Radio Radio: musique apolitique
Depuis la sortie de leur deuxième opus, Belmundo Regal, la popularité du groupe de hip-hop est grimpée en flèche. Si bien que le trio est devenu LA référence quand vient le temps de parler d’artistes acadiens.
Sont-ils à l’aise avec ce rôle de porte-étendard de l’Acadie? «C’est sûr que ça nous rend fiers, affirme Gabriel Malenfant. On est contents que ça puisse ouvrir les horizons de certaines personnes, et qu’en France et au Québec, les gens se rendent compte qu’il y a des francophones ailleurs! Cela dit, on ne veut pas faire de politique. On ne se sent pas comme les porte-parole d’une cause ou quelque chose comme ça.
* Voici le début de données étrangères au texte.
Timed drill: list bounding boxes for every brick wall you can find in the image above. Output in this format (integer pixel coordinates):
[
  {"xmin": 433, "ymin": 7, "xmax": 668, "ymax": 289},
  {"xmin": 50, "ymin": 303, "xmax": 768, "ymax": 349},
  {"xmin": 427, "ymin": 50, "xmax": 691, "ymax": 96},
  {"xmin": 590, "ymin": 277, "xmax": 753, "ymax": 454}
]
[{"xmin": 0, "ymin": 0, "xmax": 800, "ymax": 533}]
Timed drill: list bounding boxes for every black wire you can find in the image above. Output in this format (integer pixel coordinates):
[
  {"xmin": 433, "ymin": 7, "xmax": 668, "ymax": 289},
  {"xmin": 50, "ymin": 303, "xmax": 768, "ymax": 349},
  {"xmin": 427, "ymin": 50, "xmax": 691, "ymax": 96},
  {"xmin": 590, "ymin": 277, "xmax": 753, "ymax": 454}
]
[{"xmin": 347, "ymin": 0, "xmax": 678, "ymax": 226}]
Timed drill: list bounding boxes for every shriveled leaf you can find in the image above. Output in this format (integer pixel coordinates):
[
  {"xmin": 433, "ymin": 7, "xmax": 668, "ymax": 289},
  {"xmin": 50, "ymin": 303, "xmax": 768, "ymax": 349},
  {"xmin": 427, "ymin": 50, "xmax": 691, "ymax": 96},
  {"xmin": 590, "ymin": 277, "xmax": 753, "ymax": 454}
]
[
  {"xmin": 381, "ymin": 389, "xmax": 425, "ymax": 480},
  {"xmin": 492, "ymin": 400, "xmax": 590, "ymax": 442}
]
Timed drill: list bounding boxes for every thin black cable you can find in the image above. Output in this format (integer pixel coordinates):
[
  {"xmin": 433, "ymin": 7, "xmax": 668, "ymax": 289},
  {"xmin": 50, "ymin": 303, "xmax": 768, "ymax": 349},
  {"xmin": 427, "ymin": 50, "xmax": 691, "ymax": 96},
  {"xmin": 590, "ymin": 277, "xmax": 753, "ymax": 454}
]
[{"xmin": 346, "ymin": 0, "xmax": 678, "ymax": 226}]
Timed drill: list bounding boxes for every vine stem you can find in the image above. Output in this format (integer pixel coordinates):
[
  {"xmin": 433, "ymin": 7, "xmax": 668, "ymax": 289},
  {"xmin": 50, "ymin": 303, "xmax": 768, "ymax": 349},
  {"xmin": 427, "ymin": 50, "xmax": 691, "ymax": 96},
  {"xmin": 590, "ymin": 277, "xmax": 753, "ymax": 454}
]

Mais si on peut aider à faire comprendre au monde qu’il existe une culture acadienne plus moderne, alors on en est très contents!»
Du reste, Radio Radio continue de promener son rap chiac un peu partout; au menu cet été, Laval, la France, la Belgique, les Îles-de-la-Madeleine…
Gabriel Malenfant se réjouit d’avance de la participation du groupe au Mondial Choral Loto-Québec, à Laval, auquel les gars prendront part le 23 juin. Radio Radio, version chorale? «On aime ça avoir des musiciens avec nous, ça risque d’être assez intéressant.»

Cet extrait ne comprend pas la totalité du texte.